On Saturday, June 01, 2013 04:47:39 Brad Anderson wrote:
> I played around with adding an overload that accepted an output
> range to some of the std.string functions identified in my run of
> -vgc over phobos[1] (after Jonathan pointed out this is probably
> the best approach and is already what formattedWrite does).  It
> worked fine but it did make me realize there aren't a lot of
> output ranges available to plug in at the moment (appender and
> lockingTextWriter are the only two that come to mind though there
> may be others).  Appender isn't useful if your goal is to avoid
> the GC.  Array!char et al aren't output ranges (whether they
> should be or not I have no idea).  static arrays would need some
> sort of wrapper to make them output ranges I believe unless it
> was decided that put() should work by replacing the front and
> calling popFront for them (which I kind of doubt is the desired
> behavior).
> 
> (feel free to correct me on any of this, range experts)
> 
> 1. http://goo.gl/HP78r

Dynamic arrays are output ranges. The one potential hitch there though relates 
to the fact that they get written to rather than appended to. This is actually 
exactly what you want in a situation like Manu's. However, that means that you 
have to worry about an output range running out of space and how you deal with 
that.

If it's know how much will need to be appended, presumably you can check 
length if hasLength!R is true. Otherwise, I guess that the right thing to do 
is to check empty (arrays get shrunk as they're written to, so they'll be 
empty when you can't call put on them anymore). Unfortunately, put doesn't 
seem to worry about the case where the ouput range is full/empty, so the 
result when calling put on an empty range is undefined. The situation is even 
worse with narrow strings (assuming that put works with them - I'm not sure 
that it does at the moment) given that even if you knew their length (which 
you wouldn't if you were going by hasLength), you wouldn't know whether a put 
would succeed when the string was nearly empty, as the actual number of 
elements that the dchar would take up would depend on its value.

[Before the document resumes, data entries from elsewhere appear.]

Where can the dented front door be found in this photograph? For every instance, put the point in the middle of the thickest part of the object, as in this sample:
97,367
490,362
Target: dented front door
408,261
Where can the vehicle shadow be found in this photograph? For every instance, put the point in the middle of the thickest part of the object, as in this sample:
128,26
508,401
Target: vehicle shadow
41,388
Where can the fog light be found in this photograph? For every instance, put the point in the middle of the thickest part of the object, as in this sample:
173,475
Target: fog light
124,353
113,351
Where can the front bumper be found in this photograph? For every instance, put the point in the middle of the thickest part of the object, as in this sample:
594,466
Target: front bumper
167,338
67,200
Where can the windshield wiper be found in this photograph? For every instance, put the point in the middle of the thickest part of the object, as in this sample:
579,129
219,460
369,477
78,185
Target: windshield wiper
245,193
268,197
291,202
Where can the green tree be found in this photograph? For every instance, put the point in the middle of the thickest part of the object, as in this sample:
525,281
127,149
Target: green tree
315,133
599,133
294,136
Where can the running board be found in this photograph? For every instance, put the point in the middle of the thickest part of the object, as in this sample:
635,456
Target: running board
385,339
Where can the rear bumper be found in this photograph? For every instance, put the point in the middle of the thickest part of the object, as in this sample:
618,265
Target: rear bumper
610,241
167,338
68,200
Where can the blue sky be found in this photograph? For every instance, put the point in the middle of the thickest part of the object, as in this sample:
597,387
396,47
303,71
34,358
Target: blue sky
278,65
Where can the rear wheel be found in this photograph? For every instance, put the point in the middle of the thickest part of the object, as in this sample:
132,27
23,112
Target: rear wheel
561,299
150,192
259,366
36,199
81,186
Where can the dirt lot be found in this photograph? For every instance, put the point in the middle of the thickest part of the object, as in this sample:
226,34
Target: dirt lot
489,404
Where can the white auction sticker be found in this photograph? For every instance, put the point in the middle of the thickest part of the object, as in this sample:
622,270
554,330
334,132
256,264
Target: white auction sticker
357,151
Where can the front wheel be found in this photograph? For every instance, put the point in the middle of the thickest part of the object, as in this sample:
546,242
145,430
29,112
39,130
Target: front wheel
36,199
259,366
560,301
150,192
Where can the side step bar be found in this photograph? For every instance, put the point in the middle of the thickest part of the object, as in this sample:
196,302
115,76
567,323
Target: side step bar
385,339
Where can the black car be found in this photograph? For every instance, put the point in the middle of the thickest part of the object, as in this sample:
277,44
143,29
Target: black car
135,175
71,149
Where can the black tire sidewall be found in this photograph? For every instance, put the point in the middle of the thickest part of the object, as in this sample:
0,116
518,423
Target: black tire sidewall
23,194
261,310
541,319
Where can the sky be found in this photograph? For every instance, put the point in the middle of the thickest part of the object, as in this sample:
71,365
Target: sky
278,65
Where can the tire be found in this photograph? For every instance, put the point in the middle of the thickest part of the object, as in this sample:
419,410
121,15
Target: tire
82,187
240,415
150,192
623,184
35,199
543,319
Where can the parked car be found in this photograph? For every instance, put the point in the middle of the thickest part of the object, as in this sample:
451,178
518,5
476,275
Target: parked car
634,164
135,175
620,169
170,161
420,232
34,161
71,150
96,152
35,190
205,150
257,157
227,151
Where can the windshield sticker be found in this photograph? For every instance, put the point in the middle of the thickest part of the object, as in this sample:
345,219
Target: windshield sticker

In general, I don't think that output ranges have really been sorted out on 
quite the level that input ranges have been, and I think that some discussion 
is in order with regards to how to handle things like when the range can't be 
put into anymore. Given that one reason to use output ranges is for 
performance-critical code that doesn't want to allocate, throwing when the 
range is empty is probably a bad idea, and it's unclear that we can reasonably 
determine in the general case whether you can put to an output range before 
you actually try it. One solution to that would be to make bool return whether 
it succeeded or not, but it's an issue that definitely needs to be explored a 
bit.

So, I very much think that the correct thing is to use output ranges, but how 
to use them needs to be better defined, and we probably need to better sort out 
some of their details (like the finish function which the hash stuff uses).